An example pipeline that points documents to a monthly index that starts with a my-index- prefix based on a date in the date1 field:

 PUT _ingest/pipeline/monthlyindex {
  "description": "monthly date-time index naming",
  "processors" : [
    {
      "date_index_name" : {
        "field" : "date1",
        "index_name_prefix" : "my-index-",
        "date_rounding" : "M"
      }
    }
  ]
}

Using that pipeline for an index request:

 PUT /my-index/_doc/1?pipeline=monthlyindex {
  "date1" : "2016-04-25T12:02:01.789Z"
}
{
  "_index" : "my-index-2016-04-01",
  "_id" : "1",
  "_version" : 1,
  "result" : "created",
  "_shards" : {
    "total" : 2,
    "successful" : 1,
    "failed" : 0
  },
  "_seq_no" : 55,
  "_primary_term" : 1
}

The above request will not index this document into the my-index index, but into the my-index-2016-04-01 index because it was rounded by month. This is because the date-index-name-processor overrides the _index property of the document.

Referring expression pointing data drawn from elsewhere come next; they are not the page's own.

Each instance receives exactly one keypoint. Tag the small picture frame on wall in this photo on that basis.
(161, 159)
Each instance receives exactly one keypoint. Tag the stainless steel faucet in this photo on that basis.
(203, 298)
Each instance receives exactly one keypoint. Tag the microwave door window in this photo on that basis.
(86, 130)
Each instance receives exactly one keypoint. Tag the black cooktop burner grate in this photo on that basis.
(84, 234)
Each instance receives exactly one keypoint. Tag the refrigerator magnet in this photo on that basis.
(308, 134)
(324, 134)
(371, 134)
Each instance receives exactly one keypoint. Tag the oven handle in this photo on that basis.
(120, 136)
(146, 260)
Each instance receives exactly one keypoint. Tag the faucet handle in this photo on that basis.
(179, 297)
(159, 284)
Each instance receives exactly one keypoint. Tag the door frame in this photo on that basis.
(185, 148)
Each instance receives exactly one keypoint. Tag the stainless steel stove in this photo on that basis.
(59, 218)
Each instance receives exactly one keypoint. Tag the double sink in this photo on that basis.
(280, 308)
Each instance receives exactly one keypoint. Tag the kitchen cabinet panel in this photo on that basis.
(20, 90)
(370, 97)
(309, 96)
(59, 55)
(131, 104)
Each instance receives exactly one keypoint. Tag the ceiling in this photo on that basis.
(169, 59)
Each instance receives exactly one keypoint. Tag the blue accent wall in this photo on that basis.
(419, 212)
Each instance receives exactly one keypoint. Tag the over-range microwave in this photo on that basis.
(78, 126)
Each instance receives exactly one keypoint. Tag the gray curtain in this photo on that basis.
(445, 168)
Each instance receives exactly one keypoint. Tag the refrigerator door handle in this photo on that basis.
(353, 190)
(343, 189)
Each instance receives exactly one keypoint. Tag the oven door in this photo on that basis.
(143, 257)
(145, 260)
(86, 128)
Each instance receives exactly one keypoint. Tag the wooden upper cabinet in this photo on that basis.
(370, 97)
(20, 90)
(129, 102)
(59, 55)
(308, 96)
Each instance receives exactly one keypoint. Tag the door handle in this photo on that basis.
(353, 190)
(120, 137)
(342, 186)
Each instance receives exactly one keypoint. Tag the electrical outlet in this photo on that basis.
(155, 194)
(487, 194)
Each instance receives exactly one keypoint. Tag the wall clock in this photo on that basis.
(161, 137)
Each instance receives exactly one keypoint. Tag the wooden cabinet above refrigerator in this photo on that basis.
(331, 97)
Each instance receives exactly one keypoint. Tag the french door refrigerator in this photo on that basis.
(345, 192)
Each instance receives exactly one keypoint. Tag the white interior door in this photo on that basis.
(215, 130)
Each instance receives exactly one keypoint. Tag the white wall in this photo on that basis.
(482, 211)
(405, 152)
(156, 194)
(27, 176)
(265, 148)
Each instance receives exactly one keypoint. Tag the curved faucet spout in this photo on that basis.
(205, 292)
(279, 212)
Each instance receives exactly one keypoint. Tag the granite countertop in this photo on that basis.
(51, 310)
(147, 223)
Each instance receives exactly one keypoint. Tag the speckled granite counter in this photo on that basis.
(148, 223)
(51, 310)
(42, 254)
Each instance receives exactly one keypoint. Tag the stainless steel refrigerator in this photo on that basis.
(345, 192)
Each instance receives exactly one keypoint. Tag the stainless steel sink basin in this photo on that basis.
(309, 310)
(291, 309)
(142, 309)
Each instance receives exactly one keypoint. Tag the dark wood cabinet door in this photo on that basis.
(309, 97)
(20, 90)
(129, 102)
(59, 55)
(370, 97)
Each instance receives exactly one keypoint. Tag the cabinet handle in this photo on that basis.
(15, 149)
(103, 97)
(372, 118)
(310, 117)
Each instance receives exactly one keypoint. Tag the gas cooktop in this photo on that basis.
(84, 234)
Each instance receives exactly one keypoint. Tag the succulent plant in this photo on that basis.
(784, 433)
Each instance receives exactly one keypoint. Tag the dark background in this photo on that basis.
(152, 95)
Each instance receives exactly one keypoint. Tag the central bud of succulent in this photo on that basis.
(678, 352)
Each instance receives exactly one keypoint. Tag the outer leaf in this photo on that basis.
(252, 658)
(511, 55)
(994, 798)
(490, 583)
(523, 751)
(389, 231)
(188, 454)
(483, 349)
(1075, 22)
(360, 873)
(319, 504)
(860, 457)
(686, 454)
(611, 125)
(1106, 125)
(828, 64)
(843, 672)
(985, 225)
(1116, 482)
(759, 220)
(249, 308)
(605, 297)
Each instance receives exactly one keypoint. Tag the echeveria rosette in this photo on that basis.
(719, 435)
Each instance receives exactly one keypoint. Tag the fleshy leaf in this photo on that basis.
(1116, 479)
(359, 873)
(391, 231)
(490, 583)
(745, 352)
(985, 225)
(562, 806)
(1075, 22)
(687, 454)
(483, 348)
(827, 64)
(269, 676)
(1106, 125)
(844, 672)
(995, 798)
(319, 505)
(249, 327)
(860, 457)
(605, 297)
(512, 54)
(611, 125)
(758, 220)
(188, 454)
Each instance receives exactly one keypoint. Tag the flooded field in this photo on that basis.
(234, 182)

To see the date-math value of the index supplied in the actual index request which resulted in the above document being indexed into my-index-2016-04-01 we can inspect the effects of the processor using a simulate request.

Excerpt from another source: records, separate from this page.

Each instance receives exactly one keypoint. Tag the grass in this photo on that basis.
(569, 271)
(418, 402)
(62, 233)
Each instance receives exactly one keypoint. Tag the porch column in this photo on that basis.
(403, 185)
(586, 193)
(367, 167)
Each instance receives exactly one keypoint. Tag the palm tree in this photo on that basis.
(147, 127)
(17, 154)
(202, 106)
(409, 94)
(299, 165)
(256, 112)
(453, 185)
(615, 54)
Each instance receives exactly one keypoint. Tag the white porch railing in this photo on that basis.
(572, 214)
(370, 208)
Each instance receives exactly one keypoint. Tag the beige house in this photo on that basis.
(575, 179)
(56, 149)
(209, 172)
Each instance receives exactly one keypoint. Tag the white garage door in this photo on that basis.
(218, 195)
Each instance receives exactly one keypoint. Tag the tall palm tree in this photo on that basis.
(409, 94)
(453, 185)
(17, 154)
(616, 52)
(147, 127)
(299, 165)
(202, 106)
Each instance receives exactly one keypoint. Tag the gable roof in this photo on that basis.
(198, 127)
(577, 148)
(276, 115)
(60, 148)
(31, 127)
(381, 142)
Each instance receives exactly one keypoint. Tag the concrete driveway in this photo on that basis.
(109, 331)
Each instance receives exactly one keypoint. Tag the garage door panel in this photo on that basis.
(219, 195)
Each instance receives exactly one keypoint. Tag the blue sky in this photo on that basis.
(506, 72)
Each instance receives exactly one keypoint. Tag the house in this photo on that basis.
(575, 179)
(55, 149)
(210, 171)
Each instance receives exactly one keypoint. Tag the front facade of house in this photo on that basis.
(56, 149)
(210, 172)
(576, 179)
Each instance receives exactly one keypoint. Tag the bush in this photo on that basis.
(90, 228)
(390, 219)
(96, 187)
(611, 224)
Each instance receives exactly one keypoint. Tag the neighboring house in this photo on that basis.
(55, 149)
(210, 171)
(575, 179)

 POST _ingest/pipeline/_simulate {
  "pipeline" :
  {
    "description": "monthly date-time index naming",
    "processors" : [
      {
        "date_index_name" : {
          "field" : "date1",
          "index_name_prefix" : "my-index-",
          "date_rounding" : "M"
        }
      }
    ]
  },
  "docs": [
    {
      "_source": {
        "date1": "2016-04-25T12:02:01.789Z"
      }
    }
  ]
}

and the result:

{
  "docs" : [
    {
      "doc" : {
        "_id" : "_id",
        "_index" : "<my-index-{2016-04-25||/M{yyyy-MM-dd|UTC}}>",
        "_version" : "-3",
        "_source" : {
          "date1" : "2016-04-25T12:02:01.789Z"
        },
        "_ingest" : {
          "timestamp" : "2016-11-08T19:43:03.850+0000"
        }
      }
    }
  ]
}

The above example shows that _index was set to <my-index-{2016-04-25||/M{yyyy-MM-dd|UTC}}>. Elasticsearch understands this to mean 2016-04-01 as is explained in the date math index name documentation

Name Required Default Description
field yes - The field to get the date or timestamp from.
index_name_prefix no - A prefix of the index name to be prepended before the printed date. Supports template snippets.
date_rounding yes - How to round the date when formatting the date into the index name. Valid values are: y (year), M (month), w (week), d (day), h (hour), m (minute) and s (second). Supports template snippets.
date_formats no yyyy-MM-dd'T'HH:mm:ss.SSSXX An array of the expected date formats for parsing dates / timestamps in the document being preprocessed. Can be a java time pattern or one of the following formats: ISO8601, UNIX, UNIX_MS, or TAI64N.
timezone no UTC The timezone to use when parsing the date and when date math index supports resolves expressions into concrete index names.
locale no ENGLISH The locale to use when parsing the date from the document being preprocessed, relevant when parsing month names or week days.
index_name_format no yyyy-MM-dd The format to be used when printing the parsed date into the index name. A valid java time pattern is expected here. Supports template snippets.
description no - Description of the processor. Useful for describing the purpose of the processor or its configuration.
if no - Conditionally execute the processor. See Conditionally run a processor.
ignore_failure no false Ignore failures for the processor. See Handling pipeline failures.
on_failure no - Handle failures for the processor. See Handling pipeline failures.
tag no - Identifier for the processor. Useful for debugging and metrics.